Goals must also be measurable. They must be a specific number, and not something generic. Let me explain. Your goal is not to be rich. Put a number on it. Maybe your goal is to earn at least $300,000 a year. Then, think about how much that means in terms of a monthly salary and start working towards that number. The key is to make quick decisions and act quicker.
Visualize What You Want
It’s important to visualize your goals in order to know what your life will be like when you do achieve them. If you had a dream home in mind, build it in your imagination and imagine life in it. Think about you driving out to work in your dream car and even coming to work at a dream office. Think about this everyday, in order to push you forward towards achieving that goal.
Such positive and visual affirmations have a tremendous impact on your mind. When it comes to achieving your goals, it’s also a mind game and these affirmative visions can go a long way in setting yourself and your mind up for success.
Number your goals and see what’s more important than the other. First of all, think about which goals are important: You want money, a car, a home, but decide which one comes first and why. Measure them and then prioritise. And once you do, number them in terms of difficulty to achieve. Make sure your bucket list of goals has a good mix of big, small and easy goals. Also, make sure you do work on the more difficult goals and not leave them for the last, which is the most obvious tendency for failure.
Set a Deadline
All your goals must have a deadline, whether it’s a month or ten years from now. It doesn’t matter what the length of time is, but the important thing is to set a date, so that you’re more prone to working towards it by then.
If you plan on earning $300,000 a year, put a deadline, say five years, and work towards it. Health goals are important too. If you’re probably not as fit as you would like to be, let yourself know that you have, exactly 10 months, to get fit and then start working on that goal. You can even have family goals like when to get married (although these goals may not really work by deadline), how many vacations to take with your family in a year and so on.

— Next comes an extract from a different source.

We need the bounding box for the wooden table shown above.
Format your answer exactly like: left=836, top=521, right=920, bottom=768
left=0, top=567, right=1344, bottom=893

Find An Accountability Partner
It’s important to create a physical record of your goals but what is more important is to share them with a few people close to you – people who you believe can hold you accountable throughout this entire journey.
Remember that while it’s important to have goals, you also need to make sure they are within your reach. And once you’ve made a list of your goals, understand the importance of each and prioritize them. Then, all you have to do is work towards them.